Now, as to your patient:

You have not given us one iota of assessment data. What do you observe about this patient? When you walk into the room, what's your first impression? When you ask him to move, walk, deep breathe, eat, do self care activities, how does he do? What can he tell you about his illness, what it means to his life, what he needs to do for self care from here onward? What's his living situation? You cannot make a nursing diagnosis without data. The NANDA-I 2015-2017 book will help you clarify this thought in your mind. Just because your faculty didn't think to put it on the bookstore list doesn't mean you shouldn't get it stat. when you have some observations and assessment data, come back and we can talk some more about how you might plan to deliver or delegate his nursing care.

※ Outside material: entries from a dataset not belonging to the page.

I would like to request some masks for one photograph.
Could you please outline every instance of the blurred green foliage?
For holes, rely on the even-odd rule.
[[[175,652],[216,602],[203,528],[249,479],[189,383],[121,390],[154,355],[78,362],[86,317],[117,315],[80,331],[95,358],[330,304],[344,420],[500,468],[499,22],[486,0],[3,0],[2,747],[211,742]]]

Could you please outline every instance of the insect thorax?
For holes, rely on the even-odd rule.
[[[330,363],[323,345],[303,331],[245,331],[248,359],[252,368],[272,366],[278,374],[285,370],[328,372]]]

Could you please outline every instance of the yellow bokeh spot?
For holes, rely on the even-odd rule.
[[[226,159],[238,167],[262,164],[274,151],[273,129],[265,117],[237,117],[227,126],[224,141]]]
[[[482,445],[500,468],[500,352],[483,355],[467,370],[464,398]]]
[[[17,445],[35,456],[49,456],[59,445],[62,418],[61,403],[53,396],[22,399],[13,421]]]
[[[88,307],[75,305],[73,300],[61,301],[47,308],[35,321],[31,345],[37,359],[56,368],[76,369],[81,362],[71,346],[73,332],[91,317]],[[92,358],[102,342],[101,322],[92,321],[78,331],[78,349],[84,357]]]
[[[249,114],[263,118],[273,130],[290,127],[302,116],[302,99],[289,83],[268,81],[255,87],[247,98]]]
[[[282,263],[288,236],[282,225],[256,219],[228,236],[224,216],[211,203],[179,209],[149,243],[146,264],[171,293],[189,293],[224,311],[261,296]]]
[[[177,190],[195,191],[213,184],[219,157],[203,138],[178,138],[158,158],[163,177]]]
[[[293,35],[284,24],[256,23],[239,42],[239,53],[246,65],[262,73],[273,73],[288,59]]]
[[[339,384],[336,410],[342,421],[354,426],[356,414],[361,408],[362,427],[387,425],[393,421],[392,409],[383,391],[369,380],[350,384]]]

Two more books to you that will save your bacon all the way through nursing school, starting now. The first is NANDA, NOC, and NIC Linkages: Nursing Diagnoses, Outcomes, and Interventions. This is a wonderful synopsis of major nursing interventions, suggested interventions, and optional interventions related to nursing diagnoses. For example, on pages 113-115 you will find Confusion, Chronic. You will find a host of potential outcomes, the possibility of achieving of which you can determine based on your personal assessment of this patient. Major, suggested, and optional interventions are listed, too; you get to choose which you think you can realistically do, and how you will evaluate how they work if you do choose them.It is important to realize that you cannot just copy all of them down; you have to pick the ones that apply to your individual patient. Also available at Amazon. Check the publication date-- the 2006 edition does not include many current NANDA-I 2015-2017 nursing diagnoses and includes several that have been withdrawn for lack of evidence.

The 2nd book is Nursing Interventions Classification (NIC) is in its 6th edition, 2013, edited by Bulechek, Butcher, Dochterman, and Wagner. Mine came from Amazon. It gives a really good explanation of why the interventions are based on evidence, and every intervention is clearly defined and includes references if you would like to know (or if you need to give) the basis for the nursing (as opposed to medical) interventions you may prescribe. Another beauty of a reference. Don't think you have to think it all up yourself-- stand on the shoulders of giants.

Thank you so much you don't no how much this has guided me ! i appreciate your in depth response and will most definitely be investing in these resources ! you awesome!